ここで、今回のスクープを最初に報じた、しんぶん赤旗によりますと、実際に運んだ荷物量よりも多くの荷物量を運んだとして、企業側に過剰に請求していた。とのことです。これは、しんぶん赤旗にも書いてありますが、企業とあらかじめ専任契約を結んでいたからこそ(相見積もりを取らなかった)起こりうる事件です。
とはいえ、現場レベルでは、こういった話も聞いています。当初、聞いていた荷物量から、引越し当日、荷物が減った時に、本来ならば、荷物が減った分、安くして請求しなきゃいけないものが、元々の金額で請求されていた。というケースもあるとのこと。

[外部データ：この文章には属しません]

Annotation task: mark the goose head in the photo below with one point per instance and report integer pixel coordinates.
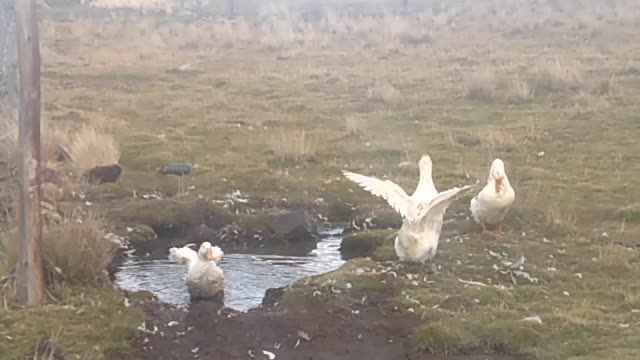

つまり、当初、申告された荷物量よりも当日減ってしまったことで、意図的ではなく、謝って過払い請求してしまった。という話です。だからといって、許されるという話ではありませんが、悪意があったかどうか。という点においては、考え方が分かれそうな気がします。悪意を持って過剰請求した人や支店もあったかもしれませんし、悪意を持っていなかった人や支店もあったかもしれません。
悪意を証明するのはかなり難しいのですが、とにかく、真面目にお仕事をされていた営業マンさんや、現場の人がかわいそうだなという風に感じます。
#赤旗スクープ が社内調査につながり、事実が明らかになりました。
記者会見でヤマトHD山内社長は「(不正は)全国に広まっていた」と述べました。
ヤマト 引っ越し過大請求/法人向けで17億円 被害2640社 日曜版スクープ認める https://t.co/GgXenJ2Xyo pic.twitter.com/0OH1qRhMx6
— 日本共産党 (@jcp_cc) 2018年7月25日
というわけで、組織ぐるみで過払い請求を行っていたのか、個人なのか、悪意があるのか、悪意がないのか。それは僕にはわからないですが、相見積もりではなく、専任契約の悪い部分が出てしまった事件だと感じます。
※専任契約が全て悪いわけではありません。業務負担を減らすための施策の一つとしてはありだと思います。
今回、一番の懸念点は、ヤマトホームコンビニエンスが、この先引越し事業を縮小していくのではないか?という不安です。実際に、ヤマトホームコンビニエンスのグループ内の売上比率は3%です。今後、引越しをなくすことはないと思いますが、わずか3%の売上の引越し事業でトラブルが続くならば、人材不足の続く、物流の方に人員やトラックを移動される可能性もあります。
そうなると、業界4位の引越し件数を受託しているヤマトさんの縮小で、さらに引越しの需給が逼迫します。ただでさえ、働き方改革で引越し料金が値上がりしている中、さらなる価格上昇の要因となりそうな、ヤマトさんの動向には、注視しなければなりません。
最後に
というわけで、引越しの相見積もりではなく、専任契約をすることで、起こってしまった今回の事件。
僕たちが推奨する、相見積もり方式では、価格を抑制することや、価格を低減する事に注目が行きますが、こういった悪意を持った攻撃から守るという点でも意味があります。さらには、従業員が不正をする(余計なものを見積もりに含めてしまう)事の防止にも利用できるシステムです。
何が起こるか、わからない世の中だからこそ、常にどんな状況が起こっても、対応できる「猫足立ち」でいきていきたいですね。